Some pool and executor slot/task statsd metrics are always 0
Apache Airflow version
2.6.0
What happened
When queuing up a number of DAGs on a basic Airflow installation (SQLite with SequentialExecutor), a number of statd metrics were only reporting 0 values. This list included:
pool.queued_slots.<pool_name> pool.running_slots.<pool_name> executor.running_tasks
What you think should happen instead
I would expect these metrics to show non 0 values at some point. The webservice UI for the default pool shows running and queued tasks as non 0 values for a few minutes while the queued DAGs are processed.
How to reproduce
I have a fairly simple test DAG
from airflow import DAG
from airflow.operators.bash_operator import BashOperator
from datetime import datetime, timedelta
default_args = {
'owner': 'airflow',
'depends_on_past': False,
'start_date': datetime(2023, 5, 2),
'retries': 1,
'retry_delay': timedelta(minutes=1),
'sla': timedelta(minutes=1),
}
dag = DAG(
'longtask_dag',
default_args=default_args,
description='Example DAG with a task that takes about 2 minutes to execute',
schedule_interval='*/5 * * * *',
)
t1 = BashOperator(
task_id='long_running_task',
bash_command='sleep 120',
dag=dag
)
t2 = BashOperator(
task_id='short_running_task',
bash_command='echo "Short running task"',
dag=dag
)
t2 >> t1
I then queue up about 20 runs of this DAG in the webservice, and start to monitor the statsd output from Airflow (after configuring it).
Operating System
macOS Monterey v12.3.1
Versions of Apache Airflow Providers
apache-airflow-providers-common-sql==1.4.0 apache-airflow-providers-ftp==3.3.1 apache-airflow-providers-http==4.3.0 apache-airflow-providers-imap==3.1.1 apache-airflow-providers-sqlite==3.3.2
Deployment
Virtualenv installation
Deployment details
I for the most part followed the part of the guide to install and run airflow here:
https://www.redhat.com/en/blog/monitoring-apache-airflow-using-prometheus
Anything else
This problem seems to be consistently reproducible.
There are also some related metrics that I am seeing similar issues with that I have not made an issue for yet:
pool.open_slots.<pool_name> executor.open_slots
These always seem to report the max number of slots (for either pool or executor), even when there are tasks that are running.
Are you willing to submit PR?
- [ ] Yes I am willing to submit a PR!
Code of Conduct
- [X] I agree to follow this project's Code of Conduct
Thanks for opening your first issue here! Be sure to follow the issue template! If you are willing to raise PR to address this issue please do so, no need to wait for approval.
Yes. it would be great for someone to track the exact list and remove those which are 0 - some of them were removed or discussed being removed. Would you want to lead it and implement it @StefanKurek ? If not, I will mark it as "good first issue" amd hopefully someone will.
Hey there @potiuk, I'd love to contribute as a beginner.
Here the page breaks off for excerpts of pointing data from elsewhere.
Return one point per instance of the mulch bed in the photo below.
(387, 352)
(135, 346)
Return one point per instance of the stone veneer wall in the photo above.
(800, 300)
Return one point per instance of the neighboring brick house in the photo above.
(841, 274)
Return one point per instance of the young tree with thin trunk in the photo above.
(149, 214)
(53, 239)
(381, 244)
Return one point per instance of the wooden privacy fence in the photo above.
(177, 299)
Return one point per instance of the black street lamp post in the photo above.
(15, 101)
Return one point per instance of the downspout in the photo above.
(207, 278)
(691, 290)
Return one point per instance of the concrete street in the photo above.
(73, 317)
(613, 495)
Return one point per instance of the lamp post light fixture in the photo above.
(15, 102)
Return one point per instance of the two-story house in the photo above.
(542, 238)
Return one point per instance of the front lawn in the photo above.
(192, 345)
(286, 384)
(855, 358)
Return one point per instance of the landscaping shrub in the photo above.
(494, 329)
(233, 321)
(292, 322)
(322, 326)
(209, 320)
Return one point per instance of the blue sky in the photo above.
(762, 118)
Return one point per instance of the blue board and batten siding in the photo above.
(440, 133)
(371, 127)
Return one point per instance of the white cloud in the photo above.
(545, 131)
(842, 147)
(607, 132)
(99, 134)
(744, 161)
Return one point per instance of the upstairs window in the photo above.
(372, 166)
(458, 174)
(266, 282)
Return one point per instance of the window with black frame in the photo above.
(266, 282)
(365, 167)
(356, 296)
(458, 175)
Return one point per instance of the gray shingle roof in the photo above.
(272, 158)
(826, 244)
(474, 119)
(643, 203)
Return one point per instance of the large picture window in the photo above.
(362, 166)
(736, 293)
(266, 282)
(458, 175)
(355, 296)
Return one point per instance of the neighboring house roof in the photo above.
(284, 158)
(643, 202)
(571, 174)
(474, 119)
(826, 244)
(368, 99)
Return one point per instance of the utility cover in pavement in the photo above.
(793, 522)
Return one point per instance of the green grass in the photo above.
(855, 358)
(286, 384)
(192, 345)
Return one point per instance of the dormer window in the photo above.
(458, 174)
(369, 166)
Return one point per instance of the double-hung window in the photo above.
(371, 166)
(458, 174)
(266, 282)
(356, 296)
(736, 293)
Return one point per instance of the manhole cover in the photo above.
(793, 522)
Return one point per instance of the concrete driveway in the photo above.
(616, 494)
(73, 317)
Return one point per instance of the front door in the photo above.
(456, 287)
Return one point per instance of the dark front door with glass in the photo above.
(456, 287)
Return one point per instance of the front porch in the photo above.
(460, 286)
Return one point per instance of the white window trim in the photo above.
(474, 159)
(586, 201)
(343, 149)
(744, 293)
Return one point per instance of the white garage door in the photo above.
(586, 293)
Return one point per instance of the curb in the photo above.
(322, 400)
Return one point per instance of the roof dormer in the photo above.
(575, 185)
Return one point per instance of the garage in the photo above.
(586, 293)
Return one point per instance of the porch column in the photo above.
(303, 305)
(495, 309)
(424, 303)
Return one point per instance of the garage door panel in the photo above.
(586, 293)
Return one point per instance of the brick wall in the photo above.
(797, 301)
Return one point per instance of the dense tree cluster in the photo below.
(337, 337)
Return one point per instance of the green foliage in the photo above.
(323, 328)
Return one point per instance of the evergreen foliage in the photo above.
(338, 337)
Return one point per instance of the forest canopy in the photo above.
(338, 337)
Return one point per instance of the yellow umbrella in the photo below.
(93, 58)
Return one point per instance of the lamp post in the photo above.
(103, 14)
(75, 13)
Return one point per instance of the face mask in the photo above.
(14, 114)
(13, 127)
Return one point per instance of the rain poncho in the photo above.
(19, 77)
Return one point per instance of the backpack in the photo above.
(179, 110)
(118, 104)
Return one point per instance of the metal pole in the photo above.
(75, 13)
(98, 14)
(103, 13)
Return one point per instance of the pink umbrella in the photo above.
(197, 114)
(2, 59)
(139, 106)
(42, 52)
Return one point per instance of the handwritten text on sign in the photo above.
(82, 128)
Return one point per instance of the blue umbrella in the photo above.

Can you please assign this to me and also help me as to where I can start to tackle this issue from?
Sorry for such a long response to this. I almost forgot about it because, I only noticed this issue when installing in the way that I mentioned. Once I installed using docker, then I no longer saw this issue FYI
Sorry for such a long response to this. I almost forgot about it because, I only noticed this issue when installing in the way that I mentioned. Once I installed using docker, then I no longer saw this issue FYI
Ah alright, thank you for letting me know :)
I hope you will be able to reproduce it @ItIsOHM :) assigned you
(or even if not - then we might be able to close it if you confirm it's not really reproducible easily)
(or even if not - then we might be able to close it if you confirm it's not really reproducible easily)
Hahaah, i'd like to atleast try and fix this if it's good for a beginner like me :D Any help would be appreciated!
this issue still persist. I'm able to get metric data for executor.running_tasks but not executor.queued_tasks, it's always 0.